Never a doubt, right? Florida State took care of business today, heading up to Beantown and winning 38-31 in an emotionally charged environment vs. Boston College on Red Bandana day in Chestnut Hill. The Seminoles’ big plays on offense will dominate the highlights, but the defense did enough to get the result FSU needed.
But it didn’t look like that’d be the case early on. In 40-degree New England weather, the ’Noles — especially several secondary players — didn’t look too interested in playing physical football. Anyone can stick his shoulder in there; that’s the easy part. Wrapping and taking a guy to the turf is what can really smart in chilly temps.
And that approach just doesn’t work against a running back like AJ Dillon, who came into the game as the No. 2 rusher in the FBS. The Eagles opened with a 14-play drive that required just a pair of throws, the second of which put BC up 7-0 because of a busted FSU coverage.
Boston College backed that up with an 11-play drive.

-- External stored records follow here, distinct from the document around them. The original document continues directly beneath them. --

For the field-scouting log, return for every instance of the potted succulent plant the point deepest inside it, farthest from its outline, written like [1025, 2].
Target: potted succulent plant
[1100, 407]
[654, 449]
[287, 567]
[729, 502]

As we’ve discussed throughout the season, long, extended drives are anathema to Florida State’s game plan. So allowing 25 plays through the first quarter is particularly troubling. Missing star defender Marvin Wilson certainly didn’t help, as BC made no secret about what it had planned, lining up in 12 and 13 personnel and challenging the ’Noles up front.
FSU could have gone down double-figures early had BC not missed a field goal to finish that drive. But that’s why forcing college kickers to beat you can be a pretty solid strategy. Boston College missed another FG before halftime, but the concern for Florida State was apparent, as the Seminole D struggled to get off the field, allowing 7-10 first-half third-down conversions.
The third quarter was the ’Nole defense’s best, as it allowed just 3.1 yards per carry and shutout the Eagles. The DBs looked to warmup and played tougher— but Hamsah Nasirildeen came off the bus hot. Nasirildeen eclipsed the career-high of 17 tackles he set two weeks ago against Syracuse, leading all players with 22 tackles in this one.
But forcing punts remained an issue for FSU throughout, as the defensive calls on third down appeared to have regressed to early season form. Time and again, the Seminoles sat back in a soft zone and let BC pickup first-down yardage. Overall, Bosotn College converted on 14-20 third down chances (70%). The Eagles came in hitting on just 41.73% of their third-down tries.
Boston College added a late TD drive when the Seminoles scored instead of just taking a knee to bleed the clock late, so that skews some of the final numbers a bit. But prior to that last drive, BC was averaging 4.9 YPP— after coming in averaging 6.3319.
And yes, Dillon wound up going for 165 rushing yards, but it took him 40 attempts to get there, and 4.1 YPC isn’t a bad defensive effort against a player the caliber of Dillon, whom FSU never let into the end zone. Excluding sack yardage, BC averaged 4.6 yards per rush, exactly a yard below its season average coming in.
Still, five drives of 11-or-more plays is a lot to allow, and that’s how you wind up defending 93 plays across the course of a game. But Wilson wasn’t the only player missing for the ’Noles. With Dontavious Jackson out due to injury, Emmett Rice made some plays, registering the game’s only sack, breaking up a pass, and forcing a fumble. Cedric Wood also acquitted himself nicely in Wilson’s stead, with eight stops, and Asante Samuel Jr. produced some splash plays, too.
The defense wasn’t great, but it was good enough, as it continued its seemingly season-long challenge of losing another starter each week (Wilson, Jackson— take your pick). BC came in with the nation’s No. 25 SP+ offense, but excluding a big loss to Clemson, this was Boston College’s lowest scoring total since September. And again, that final TD didn’t need to happen.